Эта предосторожность несколько удивила гациендера, но удивление его окончилось, когда доктор, открыв дверь, вскрикнул и закрылся рукой: ловко пущенная тарелка задела его по носу, едва не ушибла Маньяну и разлетелась множеством осколков по навощенному паркету.
— Отцовский характер, — пробормотал, отшатнувшись, гациендер.
— Опять ты, мошенник, явился мучить меня!? — воскликнул Хуан, не видя еще отца. — Я тебе уже сказал, мошенник-врач, что буду бросать в тебя чем попало, если ты посмеешь явиться сюда!
— Всегда такая история! — прошептал, опешив, Ригоцци, уже забыв, что говорил Маньяне перед приходом к Хуану.
Увидев отца, Хуан было обрадовался, но, заметив, как неприветливо смотрит отец, горько вздохнул.
— Отец! — заговорил Хуан. — Неужели ты хочешь меня погубить? За что? Что я сделал худого? Возьми меня от этого мошенника, от этого пройдохи-итальянца.
— Не смей так отзываться о докторе, Хуан! — сказал Маньяна, — он и я желаем тебе добра. Я пришел последний раз попытаться уговорить тебя, и если ты не согласишься исправиться, то клянусь, ты останешься у Ригоцци на всю жизнь!
— За что?
— Ты знаешь, за что. Я не потерплю срама видеть своего наследника, своего единственного сына, отпрыска уважаемой фамилии, потешным слугой жалких комедиантов, за деньги мажущих себе лицо разными красками и ломающихся на потеху публике. Маньяна и Ригоцци сели.

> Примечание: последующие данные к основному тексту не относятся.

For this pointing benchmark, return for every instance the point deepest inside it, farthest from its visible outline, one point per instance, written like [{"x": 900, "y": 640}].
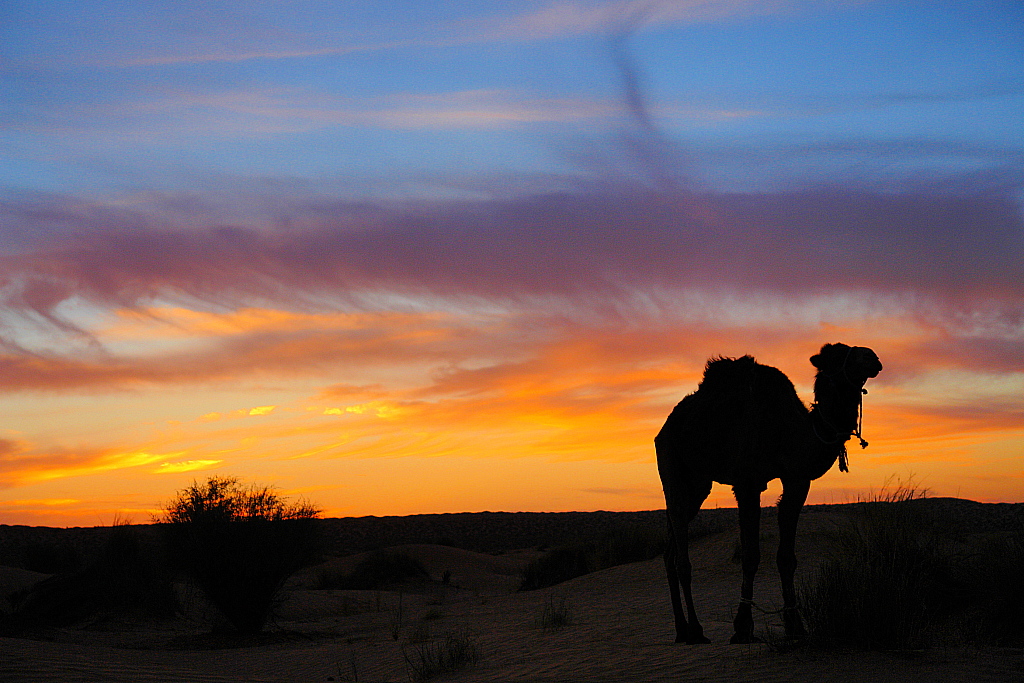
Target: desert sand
[{"x": 620, "y": 629}]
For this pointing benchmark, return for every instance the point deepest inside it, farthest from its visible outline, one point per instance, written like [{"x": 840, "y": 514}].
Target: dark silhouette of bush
[
  {"x": 239, "y": 544},
  {"x": 904, "y": 578}
]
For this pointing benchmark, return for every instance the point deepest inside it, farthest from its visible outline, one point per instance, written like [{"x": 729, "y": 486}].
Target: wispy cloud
[{"x": 549, "y": 22}]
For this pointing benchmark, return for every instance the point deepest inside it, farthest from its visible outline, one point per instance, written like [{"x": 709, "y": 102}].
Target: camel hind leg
[{"x": 681, "y": 510}]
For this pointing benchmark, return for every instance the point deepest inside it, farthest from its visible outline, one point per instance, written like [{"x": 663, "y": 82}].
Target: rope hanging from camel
[{"x": 841, "y": 438}]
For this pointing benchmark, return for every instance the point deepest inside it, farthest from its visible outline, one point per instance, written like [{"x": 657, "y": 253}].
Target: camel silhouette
[{"x": 743, "y": 427}]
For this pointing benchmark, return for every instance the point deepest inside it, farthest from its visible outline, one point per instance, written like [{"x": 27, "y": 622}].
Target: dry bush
[
  {"x": 902, "y": 577},
  {"x": 455, "y": 652},
  {"x": 239, "y": 544}
]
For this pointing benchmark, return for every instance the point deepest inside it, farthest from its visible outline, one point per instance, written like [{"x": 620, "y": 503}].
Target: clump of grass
[
  {"x": 557, "y": 613},
  {"x": 892, "y": 583},
  {"x": 381, "y": 568},
  {"x": 455, "y": 652},
  {"x": 239, "y": 544}
]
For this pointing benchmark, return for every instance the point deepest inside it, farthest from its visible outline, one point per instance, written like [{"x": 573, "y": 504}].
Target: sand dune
[{"x": 621, "y": 630}]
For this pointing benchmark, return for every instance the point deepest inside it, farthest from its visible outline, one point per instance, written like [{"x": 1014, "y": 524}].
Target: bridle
[{"x": 858, "y": 428}]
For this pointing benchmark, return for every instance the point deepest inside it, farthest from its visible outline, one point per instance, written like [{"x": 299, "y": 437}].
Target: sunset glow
[{"x": 398, "y": 258}]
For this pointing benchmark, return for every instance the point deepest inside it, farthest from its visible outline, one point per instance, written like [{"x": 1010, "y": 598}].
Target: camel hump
[{"x": 742, "y": 379}]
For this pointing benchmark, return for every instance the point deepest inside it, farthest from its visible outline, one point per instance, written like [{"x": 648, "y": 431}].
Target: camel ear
[{"x": 819, "y": 358}]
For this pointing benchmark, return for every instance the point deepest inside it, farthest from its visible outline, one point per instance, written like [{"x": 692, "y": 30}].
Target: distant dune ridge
[{"x": 616, "y": 626}]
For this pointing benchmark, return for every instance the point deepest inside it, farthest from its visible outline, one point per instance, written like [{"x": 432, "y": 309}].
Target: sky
[{"x": 401, "y": 257}]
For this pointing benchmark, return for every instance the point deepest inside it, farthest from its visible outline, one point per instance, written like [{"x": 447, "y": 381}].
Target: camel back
[{"x": 742, "y": 416}]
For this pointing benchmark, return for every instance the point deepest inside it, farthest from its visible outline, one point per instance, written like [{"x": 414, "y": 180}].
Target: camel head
[{"x": 854, "y": 364}]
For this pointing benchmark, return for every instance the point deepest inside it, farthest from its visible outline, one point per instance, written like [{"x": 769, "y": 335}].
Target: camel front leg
[
  {"x": 790, "y": 505},
  {"x": 749, "y": 501}
]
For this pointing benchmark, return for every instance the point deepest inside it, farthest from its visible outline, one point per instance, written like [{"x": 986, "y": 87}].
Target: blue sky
[{"x": 432, "y": 232}]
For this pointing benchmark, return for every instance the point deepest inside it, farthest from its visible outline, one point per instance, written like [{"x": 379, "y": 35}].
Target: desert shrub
[
  {"x": 454, "y": 652},
  {"x": 617, "y": 547},
  {"x": 239, "y": 544},
  {"x": 382, "y": 568},
  {"x": 893, "y": 581}
]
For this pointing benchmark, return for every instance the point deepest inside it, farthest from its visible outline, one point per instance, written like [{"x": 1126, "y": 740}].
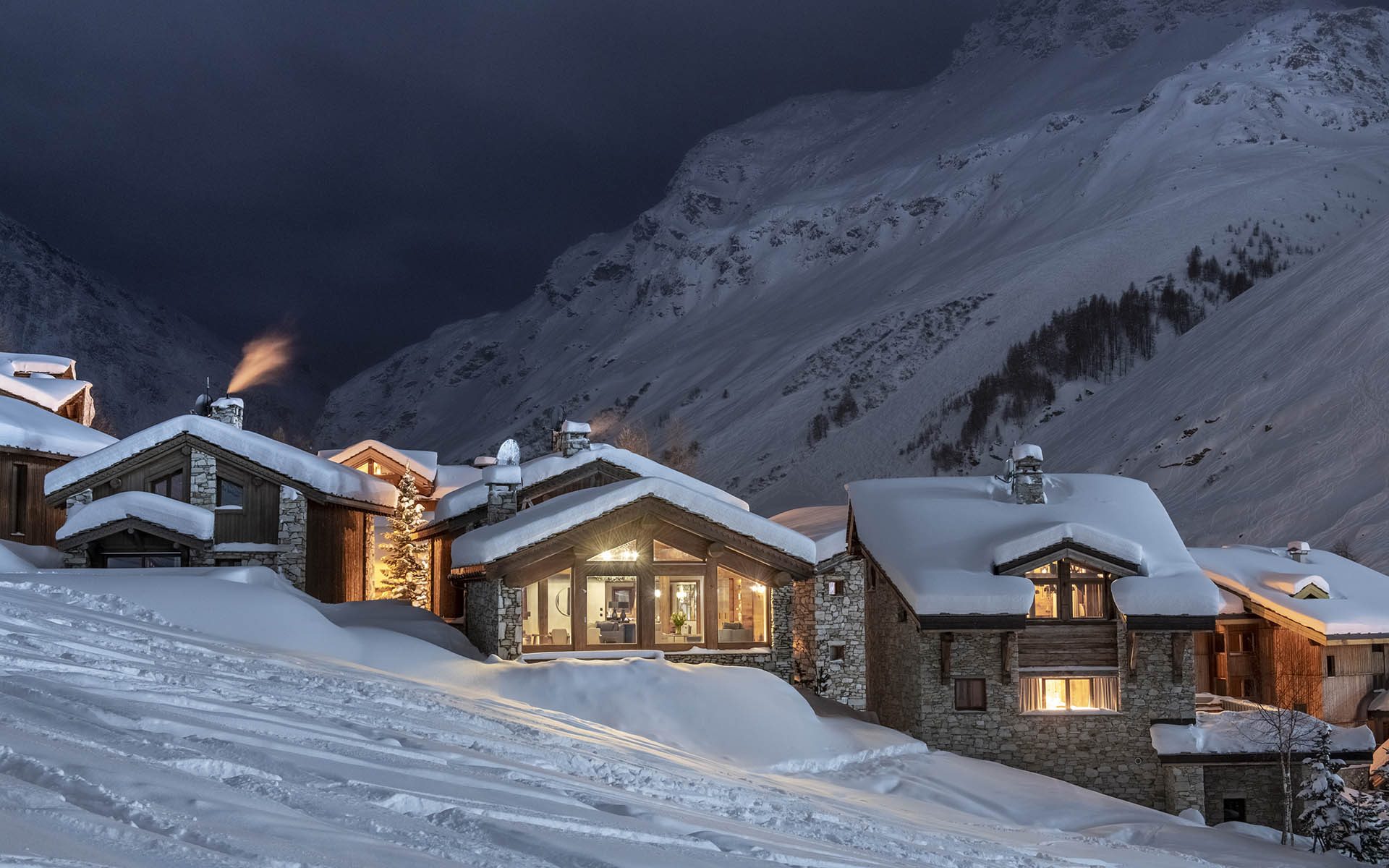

Хуан стоял у выкрашенного белой краской стола, на котором, кроме эмалированной чашки с молоком и пачки папирос, не было ничего. В окно, заделанное решеткой, открывался вид на обнесенный высокой стеной прекрасный сад, полный агав, пальм, тропических цветов.
Хуан был среднего роста, худощавый, веснущатый юноша с красивыми темными глазами и черными вьющимися волосами. Нервная озабоченность и тревога, отражающиеся на его честном лице, несколько старили Хуана; на взгляд можно было дать ему двадцать два, двадцать три года.
Пол, обитый зеленым линолеумом, белые стены, койка с зеленым одеялом и два табурета — больше ничего не было в этой унылой комнате первого этажа: железная решетка на окне придавала помещению вид тюрьмы.